Hours tick tock into a day. Days flip like cards into weeks. Weeks fall into months. I’m always amazed by the amount of time passing through my life. Time feels like it happens around me instead of through me.
Lost in minutiae, I don’t see the minutes marching by me. I have to admit, I like being lost in the flow most of the time. Throwing clay on the wheel. Rolling a slab for a vase. Mixing and painting a teacup or bird. Creating is my way to be lost and found in time.
Summer is gone and it’s September?
It’s hard to believe. Covid has turned everything upside down worldwide causing so much pain, sorrow, anger and fear. Fall is coming but not with schools starting or harvest festivals or art shows or open studios.
I remember how excited my children were to go back to school. I think of how many will not even be able to go kindergarten. They won’t be able to run into a freshly decorated classroom with their names on cubbies, new paints on easels and sharpened pencils ready to use.
Bye Bye Birthday parties and hello Birthday drive byes.

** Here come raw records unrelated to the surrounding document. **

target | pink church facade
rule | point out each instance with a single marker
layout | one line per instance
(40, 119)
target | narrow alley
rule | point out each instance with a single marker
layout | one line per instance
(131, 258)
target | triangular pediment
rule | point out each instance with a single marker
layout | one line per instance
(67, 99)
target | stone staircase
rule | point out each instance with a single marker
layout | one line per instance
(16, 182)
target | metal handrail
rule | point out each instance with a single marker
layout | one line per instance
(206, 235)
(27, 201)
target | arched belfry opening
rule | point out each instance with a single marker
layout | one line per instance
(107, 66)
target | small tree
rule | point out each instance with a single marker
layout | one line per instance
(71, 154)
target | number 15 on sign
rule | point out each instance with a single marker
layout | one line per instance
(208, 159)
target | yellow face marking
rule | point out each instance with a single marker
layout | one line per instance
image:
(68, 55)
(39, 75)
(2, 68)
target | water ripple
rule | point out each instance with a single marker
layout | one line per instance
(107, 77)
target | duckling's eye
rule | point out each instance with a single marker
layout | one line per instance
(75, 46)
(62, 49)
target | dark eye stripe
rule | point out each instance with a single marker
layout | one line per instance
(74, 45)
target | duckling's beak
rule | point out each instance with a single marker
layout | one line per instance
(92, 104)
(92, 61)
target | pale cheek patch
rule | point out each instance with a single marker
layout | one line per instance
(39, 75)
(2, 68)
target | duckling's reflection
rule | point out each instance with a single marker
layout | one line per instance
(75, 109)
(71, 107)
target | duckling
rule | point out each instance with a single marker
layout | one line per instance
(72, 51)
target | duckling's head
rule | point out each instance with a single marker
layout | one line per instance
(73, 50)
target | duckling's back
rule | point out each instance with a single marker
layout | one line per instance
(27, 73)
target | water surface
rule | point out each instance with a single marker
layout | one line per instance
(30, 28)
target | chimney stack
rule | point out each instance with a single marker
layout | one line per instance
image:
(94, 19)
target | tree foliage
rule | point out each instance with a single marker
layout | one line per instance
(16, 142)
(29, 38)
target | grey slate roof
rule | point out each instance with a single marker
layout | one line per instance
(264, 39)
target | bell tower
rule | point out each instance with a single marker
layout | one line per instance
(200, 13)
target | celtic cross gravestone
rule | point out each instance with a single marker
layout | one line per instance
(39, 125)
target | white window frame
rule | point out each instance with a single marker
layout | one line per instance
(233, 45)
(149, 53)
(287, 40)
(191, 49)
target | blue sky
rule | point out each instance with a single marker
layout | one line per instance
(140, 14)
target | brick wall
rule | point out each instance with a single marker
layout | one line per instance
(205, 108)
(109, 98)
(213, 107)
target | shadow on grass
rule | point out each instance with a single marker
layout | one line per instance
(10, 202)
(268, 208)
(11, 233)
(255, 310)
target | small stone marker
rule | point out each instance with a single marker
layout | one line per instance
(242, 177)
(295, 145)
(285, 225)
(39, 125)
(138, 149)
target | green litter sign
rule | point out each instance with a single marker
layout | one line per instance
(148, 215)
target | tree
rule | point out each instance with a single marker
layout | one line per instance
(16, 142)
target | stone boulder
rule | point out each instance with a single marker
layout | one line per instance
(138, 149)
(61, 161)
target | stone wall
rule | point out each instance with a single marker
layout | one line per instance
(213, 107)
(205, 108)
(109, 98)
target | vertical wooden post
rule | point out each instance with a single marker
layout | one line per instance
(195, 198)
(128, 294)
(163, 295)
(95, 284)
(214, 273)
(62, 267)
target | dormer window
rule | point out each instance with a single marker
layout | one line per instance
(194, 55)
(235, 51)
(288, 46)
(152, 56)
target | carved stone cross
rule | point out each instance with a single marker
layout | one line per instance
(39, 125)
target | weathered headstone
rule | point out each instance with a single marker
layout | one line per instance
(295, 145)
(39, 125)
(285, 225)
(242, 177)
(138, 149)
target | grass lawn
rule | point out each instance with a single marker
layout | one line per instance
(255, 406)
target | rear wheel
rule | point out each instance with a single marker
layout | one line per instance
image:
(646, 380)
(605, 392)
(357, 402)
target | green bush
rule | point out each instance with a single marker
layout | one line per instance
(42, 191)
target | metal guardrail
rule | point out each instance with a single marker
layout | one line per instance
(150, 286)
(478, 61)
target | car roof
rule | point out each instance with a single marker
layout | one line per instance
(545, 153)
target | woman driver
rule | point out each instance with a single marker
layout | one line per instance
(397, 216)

My grandson’s 1st birthday was in late August but with Covid restrictions, a traditional birthday party was out of the question. But my lovely daughter came up with a creative way to give her baby his first birthday anyway.
With The Hungry Caterpillar theme, we went to work making clay ornaments.
A caterpillar made of cupcakes.
And a flying butterfly from clay.
Luckily, it was a nice day for an outside, drive-by party. And everyone did a great job of staying safe, enjoying cupcakes and celebrating baby Cieran’s first year on our planet (in spite of Covid).
Lost time.
Six months. I can’t believe that Covid has been here that long already. I spent many days, weeks and months between denial and fear. As a self-employed person, I clung to my routine. I threw and rolled and painted and fired and glazed and fired again.
Even as my shows were cancelled and galleries closed, I filled my studio shelves with bowls, birds, vases and teacups. I did social media promotions, online craft fairs and opened an Etsy shop. I worked and waited and hoped it would all end soon.
A season of change.
Yes, Covid is still here. I’m still creating and working. But I’m still worried and wondering how and when will all this end? Will my granddaughter ever get to run happily into her classroom? How can we all change and recover together?
As I leaned on Mother Cedar this morning, I felt a sliver of warm sunshine and heard a message. “Take this small slice of light and let it into your soul. Let it warm you and lift you and heal you. And give it to everyone around you.”